Sunday, February 28, 2010

Sampling or Stealing?

Lionel Trilling famously said, "Immature artists imitate. Mature artists steal."

Not so in Germany this week—17-year-old writer Helene Hegemann has admitted that she lifted entire passages from a young Berliner's blog about his hedonistic life in the techno club scene for her debut novel, Axolotl Roadkill. I first read the story earlier this week in Spiegel Online (the English edition, I don't read German). In today's Times, I found another article that attempted to put the story into a broader context with opinions from a variety of industry professionals.

I know that plenty of my writer friends will disagree with me on this, but I'm not a purist when it comes to copyright laws and fair use. The majority of the changes that have been made to these laws in the past half century were done to protect corporate copyrights, not artists: The Walt Disney Company couldn't have cared less that George Bernard Shaw's plays were due to become public domain this year but they couldn't let that happen to Mickey Mouse! Nevertheless, I firmly believe that an artist should control how and in what context their work is presented and that no one should be allowed to profit from the fruits of someone else's labors.
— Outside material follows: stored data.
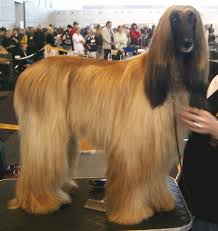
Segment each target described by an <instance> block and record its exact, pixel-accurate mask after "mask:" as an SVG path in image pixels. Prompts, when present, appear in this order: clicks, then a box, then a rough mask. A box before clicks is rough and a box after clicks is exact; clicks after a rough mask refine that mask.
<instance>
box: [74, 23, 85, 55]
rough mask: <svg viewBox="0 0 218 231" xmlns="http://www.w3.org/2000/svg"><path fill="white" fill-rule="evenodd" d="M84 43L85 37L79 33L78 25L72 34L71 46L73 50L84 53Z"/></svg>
mask: <svg viewBox="0 0 218 231" xmlns="http://www.w3.org/2000/svg"><path fill="white" fill-rule="evenodd" d="M84 44H85V39H84V38H83V36H82V35H81V34H80V28H79V27H78V28H77V29H76V31H75V33H74V34H73V47H74V51H75V52H76V53H79V54H84V50H85V48H84Z"/></svg>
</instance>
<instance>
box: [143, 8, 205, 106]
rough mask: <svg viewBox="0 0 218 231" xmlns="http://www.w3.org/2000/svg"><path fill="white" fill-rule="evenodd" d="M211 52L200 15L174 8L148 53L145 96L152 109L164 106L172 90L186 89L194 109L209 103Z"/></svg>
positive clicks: (153, 36) (157, 36)
mask: <svg viewBox="0 0 218 231" xmlns="http://www.w3.org/2000/svg"><path fill="white" fill-rule="evenodd" d="M207 75H208V48H207V41H206V37H205V32H204V27H203V24H202V21H201V17H200V14H199V13H198V11H197V10H196V9H195V8H193V7H191V6H172V7H170V8H168V9H167V10H166V12H165V13H164V14H163V16H162V17H161V19H160V21H159V23H158V25H157V27H156V30H155V33H154V35H153V38H152V42H151V45H150V48H149V51H148V61H147V66H146V78H145V93H146V95H147V97H148V99H149V101H150V103H151V106H152V107H157V106H160V105H162V104H163V103H164V101H165V100H166V97H167V96H168V94H169V91H170V90H174V91H175V90H176V88H178V87H184V88H186V90H187V91H188V92H189V93H190V104H191V106H196V107H202V106H201V103H200V101H202V100H203V98H204V99H206V89H207V84H206V83H207Z"/></svg>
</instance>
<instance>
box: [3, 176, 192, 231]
mask: <svg viewBox="0 0 218 231" xmlns="http://www.w3.org/2000/svg"><path fill="white" fill-rule="evenodd" d="M89 180H90V179H87V178H86V179H78V180H77V182H78V184H79V189H77V190H76V191H75V192H74V193H73V194H72V204H70V205H66V206H63V207H62V208H61V209H60V210H59V211H57V212H55V213H54V214H50V215H46V216H42V215H37V216H35V215H29V214H27V213H25V212H24V211H22V210H20V209H18V210H8V209H7V202H8V201H9V199H11V198H12V197H13V195H14V189H15V183H16V181H15V180H3V181H0V231H48V230H51V231H69V230H75V231H89V230H90V231H102V230H107V231H109V230H165V231H166V230H169V231H176V230H182V231H186V230H189V229H190V226H191V222H192V219H191V216H190V213H189V211H188V210H187V207H186V205H185V203H184V200H183V198H182V196H181V193H180V191H179V189H178V186H177V184H176V183H175V182H174V180H173V179H172V178H169V186H170V188H171V190H172V191H173V193H174V195H175V197H176V209H175V210H174V211H172V212H165V213H159V214H156V215H155V216H154V217H152V218H151V219H149V220H148V221H144V222H142V223H141V224H138V225H132V226H122V225H116V224H111V223H108V222H107V220H106V217H105V214H104V213H103V212H98V211H94V210H90V209H86V208H84V205H85V203H86V201H87V200H88V199H89V198H92V199H102V197H103V189H94V188H93V186H91V185H90V184H89Z"/></svg>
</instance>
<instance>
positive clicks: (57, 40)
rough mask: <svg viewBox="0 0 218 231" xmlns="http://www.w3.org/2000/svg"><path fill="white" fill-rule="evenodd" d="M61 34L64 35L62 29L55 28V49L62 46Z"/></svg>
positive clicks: (61, 34)
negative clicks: (56, 46) (55, 29)
mask: <svg viewBox="0 0 218 231" xmlns="http://www.w3.org/2000/svg"><path fill="white" fill-rule="evenodd" d="M63 33H64V29H63V28H61V27H59V28H57V35H56V39H55V45H56V46H57V47H62V46H63Z"/></svg>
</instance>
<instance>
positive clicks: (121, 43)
mask: <svg viewBox="0 0 218 231" xmlns="http://www.w3.org/2000/svg"><path fill="white" fill-rule="evenodd" d="M115 42H116V44H115V47H116V49H118V50H122V49H123V48H124V47H127V42H128V38H127V35H126V33H125V32H121V33H120V32H116V33H115Z"/></svg>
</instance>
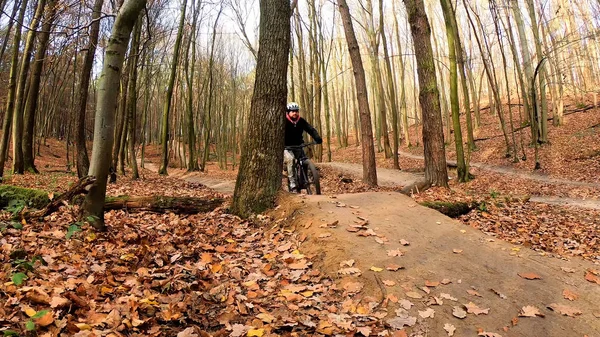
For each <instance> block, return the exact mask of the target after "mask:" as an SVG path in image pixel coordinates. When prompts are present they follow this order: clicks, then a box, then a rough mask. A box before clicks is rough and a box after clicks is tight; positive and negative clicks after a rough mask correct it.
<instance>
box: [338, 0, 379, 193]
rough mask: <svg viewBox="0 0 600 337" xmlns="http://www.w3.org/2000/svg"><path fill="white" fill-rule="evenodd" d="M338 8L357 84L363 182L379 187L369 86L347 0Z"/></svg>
mask: <svg viewBox="0 0 600 337" xmlns="http://www.w3.org/2000/svg"><path fill="white" fill-rule="evenodd" d="M338 7H339V10H340V14H341V17H342V22H343V24H344V33H345V36H346V42H347V43H348V52H349V53H350V59H351V60H352V69H353V70H354V79H355V82H356V97H357V100H358V111H359V114H360V128H361V143H362V163H363V182H364V183H365V184H367V185H369V186H377V168H376V166H375V147H374V145H373V126H372V125H371V113H370V112H369V98H368V97H367V84H366V81H365V70H364V68H363V64H362V58H361V56H360V49H359V47H358V41H357V40H356V35H355V34H354V27H352V17H351V16H350V9H349V8H348V4H347V3H346V0H340V1H339V2H338Z"/></svg>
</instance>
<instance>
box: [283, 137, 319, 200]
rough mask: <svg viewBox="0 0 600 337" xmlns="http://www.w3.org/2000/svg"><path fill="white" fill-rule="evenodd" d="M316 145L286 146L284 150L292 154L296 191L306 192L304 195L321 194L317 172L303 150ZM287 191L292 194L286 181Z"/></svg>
mask: <svg viewBox="0 0 600 337" xmlns="http://www.w3.org/2000/svg"><path fill="white" fill-rule="evenodd" d="M315 144H316V143H307V144H302V145H295V146H286V147H285V149H286V150H289V151H292V153H294V165H293V166H292V167H293V169H294V172H293V175H294V177H296V184H297V185H298V186H297V187H296V190H297V191H298V192H300V191H302V190H306V194H321V184H320V182H319V170H317V167H316V166H315V164H313V162H312V161H311V160H310V159H308V157H306V154H305V153H304V151H303V148H305V147H307V146H310V145H315ZM288 191H290V192H292V189H291V188H290V182H289V179H288Z"/></svg>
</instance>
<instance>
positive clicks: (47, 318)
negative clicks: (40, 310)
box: [35, 311, 54, 326]
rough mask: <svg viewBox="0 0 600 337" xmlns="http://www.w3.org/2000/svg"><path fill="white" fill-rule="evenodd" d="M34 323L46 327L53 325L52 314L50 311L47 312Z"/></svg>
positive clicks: (53, 318)
mask: <svg viewBox="0 0 600 337" xmlns="http://www.w3.org/2000/svg"><path fill="white" fill-rule="evenodd" d="M35 323H37V324H39V325H40V326H48V325H50V324H52V323H54V313H53V312H52V311H48V312H47V313H45V314H44V315H43V316H42V317H40V318H38V319H36V320H35Z"/></svg>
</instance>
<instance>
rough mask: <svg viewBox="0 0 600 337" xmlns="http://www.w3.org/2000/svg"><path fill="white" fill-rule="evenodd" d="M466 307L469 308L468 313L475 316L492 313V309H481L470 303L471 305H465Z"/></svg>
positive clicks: (474, 303) (466, 307) (473, 303)
mask: <svg viewBox="0 0 600 337" xmlns="http://www.w3.org/2000/svg"><path fill="white" fill-rule="evenodd" d="M465 307H466V308H467V312H468V313H469V314H475V315H476V316H477V315H481V314H485V315H487V314H488V313H489V312H490V308H487V309H481V308H480V307H478V306H477V305H476V304H475V303H473V302H469V303H467V304H465Z"/></svg>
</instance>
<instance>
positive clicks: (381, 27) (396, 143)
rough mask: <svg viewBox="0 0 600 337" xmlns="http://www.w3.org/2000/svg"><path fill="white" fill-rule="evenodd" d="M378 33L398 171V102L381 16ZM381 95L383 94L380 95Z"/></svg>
mask: <svg viewBox="0 0 600 337" xmlns="http://www.w3.org/2000/svg"><path fill="white" fill-rule="evenodd" d="M379 13H383V0H379ZM379 32H380V36H381V44H382V47H383V57H384V62H385V72H386V74H387V80H388V83H387V84H388V85H387V87H388V93H389V95H390V97H389V98H390V107H391V110H392V131H393V132H394V139H393V149H392V150H393V151H392V152H393V154H392V155H393V157H394V168H395V169H397V170H399V169H400V163H399V161H398V146H399V145H398V144H399V142H400V134H399V130H398V100H397V99H396V88H395V86H394V75H393V74H392V65H391V61H390V55H389V52H388V45H387V38H386V36H385V29H384V20H383V15H380V16H379ZM382 95H383V93H382Z"/></svg>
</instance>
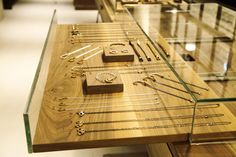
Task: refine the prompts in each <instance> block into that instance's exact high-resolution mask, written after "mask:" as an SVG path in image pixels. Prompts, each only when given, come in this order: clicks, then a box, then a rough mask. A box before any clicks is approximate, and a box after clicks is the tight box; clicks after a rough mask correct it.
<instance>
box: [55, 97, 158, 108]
mask: <svg viewBox="0 0 236 157" xmlns="http://www.w3.org/2000/svg"><path fill="white" fill-rule="evenodd" d="M132 99H133V98H132ZM132 99H129V100H120V101H117V100H116V101H115V102H116V103H130V102H139V101H150V100H151V101H156V100H159V98H156V97H151V98H136V99H134V100H132ZM91 100H94V99H89V102H81V103H79V102H76V103H75V104H72V103H69V104H68V103H64V102H60V103H59V106H77V105H98V104H99V103H101V101H100V102H99V100H102V103H103V104H111V103H112V102H114V100H115V99H112V101H105V102H104V100H106V99H101V98H100V99H95V101H93V102H91Z"/></svg>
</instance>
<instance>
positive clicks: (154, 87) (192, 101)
mask: <svg viewBox="0 0 236 157" xmlns="http://www.w3.org/2000/svg"><path fill="white" fill-rule="evenodd" d="M138 84H141V85H143V86H145V87H149V88H152V89H154V90H156V91H159V92H162V93H165V94H168V95H171V96H174V97H176V98H179V99H182V100H186V101H189V102H191V103H193V102H194V101H193V100H190V99H187V98H185V97H182V96H179V95H176V94H173V93H170V92H167V91H164V90H162V89H158V88H156V87H154V86H152V85H150V84H148V83H147V82H144V81H135V82H133V85H136V86H137V85H138Z"/></svg>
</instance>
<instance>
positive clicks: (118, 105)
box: [53, 102, 160, 112]
mask: <svg viewBox="0 0 236 157" xmlns="http://www.w3.org/2000/svg"><path fill="white" fill-rule="evenodd" d="M158 104H160V103H159V102H155V103H154V102H151V103H142V104H132V105H127V104H125V105H109V106H98V107H80V108H63V107H58V108H56V107H54V108H53V109H54V110H57V111H59V112H62V111H74V110H80V109H82V108H83V109H101V108H114V107H129V106H132V107H133V106H150V105H158Z"/></svg>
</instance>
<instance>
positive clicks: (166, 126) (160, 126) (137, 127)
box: [76, 121, 231, 136]
mask: <svg viewBox="0 0 236 157" xmlns="http://www.w3.org/2000/svg"><path fill="white" fill-rule="evenodd" d="M229 124H231V122H228V121H223V122H209V123H196V124H194V127H202V126H219V125H229ZM192 125H193V124H192V123H181V124H170V125H154V126H148V127H129V128H111V129H93V130H89V129H88V130H85V129H83V128H81V127H79V128H77V129H76V131H77V135H78V136H82V135H84V134H85V133H98V132H110V131H111V132H112V131H127V130H144V129H162V128H177V127H188V126H192Z"/></svg>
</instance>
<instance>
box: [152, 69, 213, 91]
mask: <svg viewBox="0 0 236 157" xmlns="http://www.w3.org/2000/svg"><path fill="white" fill-rule="evenodd" d="M151 76H158V77H160V78H162V79H165V80H168V81H171V82H174V83H178V84H181V83H180V82H178V81H176V80H173V79H169V78H167V77H165V76H163V75H161V74H159V73H153V74H151ZM184 83H185V84H187V85H190V86H193V87H196V88H199V89H202V90H206V91H209V89H208V88H204V87H201V86H199V85H195V84H192V83H188V82H184Z"/></svg>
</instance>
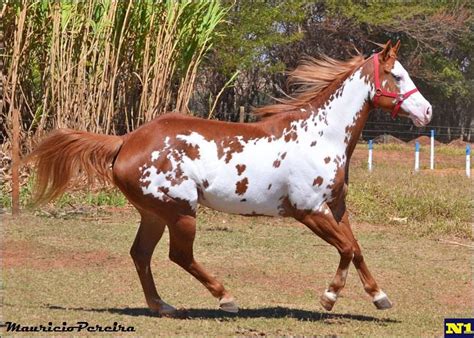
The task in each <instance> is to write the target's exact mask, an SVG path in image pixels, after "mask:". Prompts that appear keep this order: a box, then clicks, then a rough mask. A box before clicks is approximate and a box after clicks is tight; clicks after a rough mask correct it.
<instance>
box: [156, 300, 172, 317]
mask: <svg viewBox="0 0 474 338" xmlns="http://www.w3.org/2000/svg"><path fill="white" fill-rule="evenodd" d="M150 310H151V312H153V313H156V314H159V315H160V316H163V317H173V316H174V315H176V313H177V311H178V310H177V309H176V308H175V307H174V306H171V305H169V304H167V303H165V302H164V301H163V300H161V299H158V300H156V305H154V306H153V307H150Z"/></svg>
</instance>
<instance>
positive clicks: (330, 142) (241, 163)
mask: <svg viewBox="0 0 474 338" xmlns="http://www.w3.org/2000/svg"><path fill="white" fill-rule="evenodd" d="M370 89H371V84H370V82H369V81H367V80H366V79H365V78H364V77H363V76H362V75H361V71H360V70H357V71H356V72H355V73H354V74H352V75H351V76H350V77H349V78H347V79H346V80H345V81H344V85H343V86H342V87H341V88H339V89H338V90H339V91H341V93H340V95H334V98H333V99H332V101H330V102H327V103H326V104H325V105H324V106H322V107H320V108H319V109H317V110H316V111H315V112H314V113H313V114H310V115H309V117H308V118H307V119H305V120H303V119H300V120H295V121H293V122H291V124H290V125H289V126H288V127H287V128H286V129H285V130H284V131H283V133H282V135H281V136H280V137H278V138H276V137H275V136H270V137H262V138H255V139H248V140H245V139H244V138H243V136H241V135H236V136H229V139H232V140H234V139H235V141H236V142H238V143H239V144H240V145H241V147H242V151H241V152H234V153H233V154H232V158H231V159H230V161H229V162H228V163H226V161H225V159H226V156H225V155H224V156H222V157H221V158H219V157H218V148H219V147H218V144H216V141H214V140H206V139H205V138H204V137H203V136H202V135H200V134H199V133H197V132H191V133H190V134H188V135H177V136H176V137H177V139H179V140H182V141H185V142H187V143H188V144H189V145H192V146H198V147H199V154H200V156H199V158H195V159H190V158H189V157H187V156H186V154H184V153H180V154H179V155H180V159H179V161H176V160H175V158H174V157H173V156H172V152H173V149H172V145H170V143H169V140H168V138H167V140H165V146H164V147H163V149H159V154H164V153H167V154H168V155H167V158H168V160H169V161H170V162H171V166H172V170H171V172H169V171H168V172H166V173H162V172H159V170H158V169H157V168H155V167H154V166H153V165H152V166H151V167H149V168H147V167H146V166H145V165H144V166H143V167H144V169H143V170H142V177H141V179H140V181H141V182H142V190H143V193H144V194H152V195H153V196H154V197H156V198H158V199H159V200H162V201H166V200H167V198H179V199H182V200H186V201H188V202H189V203H190V205H191V207H192V208H196V204H197V202H198V194H197V188H198V187H200V188H201V192H202V195H201V199H200V200H199V203H201V204H203V205H205V206H208V207H211V208H213V209H216V210H219V211H223V212H227V213H236V214H253V213H256V214H262V215H268V216H278V215H281V214H282V211H283V210H282V208H281V205H282V203H283V199H285V198H288V199H289V201H290V203H291V204H292V206H293V207H295V208H297V209H303V210H313V211H316V210H318V209H319V208H320V207H321V206H322V205H323V204H324V203H325V202H329V201H331V200H332V198H333V197H332V196H331V189H330V188H329V187H328V185H331V184H333V183H334V180H335V175H336V172H337V169H338V167H340V168H344V167H345V162H346V160H347V159H346V150H347V144H346V142H345V140H346V138H350V137H351V128H352V127H353V126H354V125H355V122H356V121H357V119H358V118H359V113H360V111H361V109H362V107H363V105H364V103H365V102H366V99H367V97H368V93H369V92H370ZM236 132H237V133H238V130H236ZM294 132H296V134H297V139H296V140H290V141H288V142H287V141H286V140H285V136H287V135H289V134H291V133H294ZM314 141H316V142H317V143H316V145H315V146H311V144H314V143H313V142H314ZM220 142H223V141H220ZM222 145H223V144H220V145H219V146H222ZM226 150H229V149H227V148H226V149H224V154H225V152H226ZM284 153H286V156H285V158H284V159H282V154H284ZM328 157H329V159H330V160H329V161H328V162H327V163H326V161H325V159H326V158H328ZM336 157H339V159H340V160H339V163H336V161H335V159H336ZM150 158H151V160H152V161H153V159H156V158H157V153H155V152H153V153H152V154H151V157H150ZM278 159H280V162H279V165H278V166H277V167H275V166H274V162H275V161H276V160H278ZM242 164H243V165H245V166H246V167H245V170H244V171H243V173H241V175H238V173H237V170H236V165H242ZM178 165H179V166H180V168H181V170H182V172H183V173H184V175H185V176H186V177H187V179H185V180H183V181H182V182H181V183H180V184H176V185H172V184H171V182H170V180H169V178H170V176H169V175H171V179H174V178H175V177H176V173H175V171H176V168H177V167H178ZM318 176H321V177H322V178H323V183H322V184H321V185H314V184H313V181H314V179H315V178H316V177H318ZM243 179H247V181H248V183H247V189H246V191H245V192H244V193H243V194H237V193H236V183H237V182H239V181H241V180H243ZM204 181H206V182H207V183H208V186H207V187H203V182H204ZM270 185H271V189H270V190H269V189H268V187H269V186H270ZM160 187H162V188H167V192H166V194H165V193H164V192H162V191H160V190H159V188H160ZM328 211H329V210H328Z"/></svg>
I've used appropriated texts on a number of occasions in my plays. In my first one, Before I Wake, a doctor offers the audience several facts about the blood and circulation (the play is an adaptation of Dracula); the speeches are all reworked from a book I found on the subject. While I believe my changes to the original text are significant, I would never dream of publishing the play without getting permission or approval from the copyright holder; and even if the original material was in the public domain, I would still offer some sort of attribution or acknowledgment of the source material—it's not like I could have done the job without that contribution!

I don't think that any use of copyrighted material in the creation of a new work is evil or bad—unless it's being done without permission or with the intention of deceiving others about the actual authorship. Danger Mouse's The Grey Album, for example, fails the first test (even if you believe that he had not intended for the album to reach the public, he did do all of the work without permission) but passes the second—the entire point of the album was that the songs were recognizable as remixes of work created by others. Helene Hegemann, on the other hand, fails on both counts; sure, she and her publisher are "attributing" her appropriated text—now that they've been caught—but if they truly felt all along that she had done nothing wrong, why not have that attribution in place in the first edition? It seems pretty clear that Hegemann, at the very least, is more than a tad disingenuous when she says, "I can't understand what all the fuss is about."